Massachusetts governor seeks compliance on same-sex marriage
April 27 2004 12:00 AM ET
Massachusetts governor Mitt Romney's top legal counsel told the state's justices of the peace on Sunday to resign if they are unwilling to preside over same-sex marriages beginning next month. Daniel Winslow said Romney expects the justices to comply with the law, even though the Republican governor opposes gay marriage and has sought to delay its court-ordered legalization on May 17. "Governor Romney understands and respects that people have very strong personal views both for or against same-gender marriage," Winslow told justices who had gathered to learn about the impending changes. "But on this point, the law is clear."
The Massachusetts supreme judicial court ruled in November that the state must begin issuing marriage licenses to same-sex couples beginning May 17, which means clerks and justices of the peace will have to institute some procedural changes.

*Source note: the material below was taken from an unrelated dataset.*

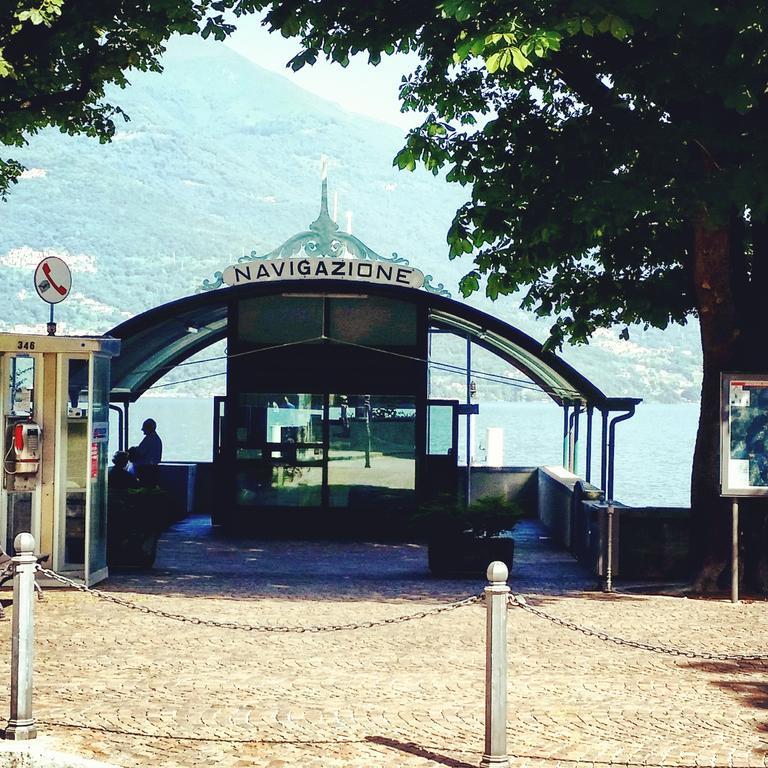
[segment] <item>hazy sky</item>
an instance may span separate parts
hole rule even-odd
[[[279,32],[270,34],[253,16],[236,21],[237,32],[227,42],[238,53],[261,67],[278,72],[296,85],[340,104],[350,112],[358,112],[383,120],[400,128],[418,125],[418,113],[402,114],[398,88],[404,74],[418,64],[413,54],[396,54],[372,67],[367,56],[358,55],[344,68],[323,60],[299,72],[286,68],[286,62],[299,51],[296,40],[286,40]]]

Refusing to marry gay couples could leave justices individually liable and raises the possibility of punitive damages in court, said David Fried, enforcement chief for the Massachusetts Commission Against Discrimination, who also addressed the gathering. "To the extent that the justices of the peace have taken an oath to follow the law, it seems to me both appropriate and wise to do so," Fried said. Nelson Goldin, one of the state's approximately 1,200 justices of the peace, said he believes marriage should be between a man and a woman only. "But I took my oath of office and told them I will marry anyone who the commonwealth of Massachusetts says has the right to be wed," he said.
Meanwhile, Romney said same-sex couples who reside outside the state will not be allowed to marry in Massachusetts when the law takes effect. He cited a 1913 law prohibiting unions that would not be legal in the couples' home state. "Massachusetts should not become the Las Vegas of same-sex marriage," he told The New York Times. "We do not intend to export our marriage confusion to the entire nation." Supporters of gay marriage say the 1913 law is discriminatory and was never envisioned to block same-sex marriage. They criticize Romney for adopting the broadest interpretation possible for the law. Romney ordered changes to the state's marriage application, including the addition of questions asking applicants for evidence of where they reside and intend to reside. The application will now warn out-of-state couples that if they do not intend to reside in Massachusetts, the marriage "shall be null and void."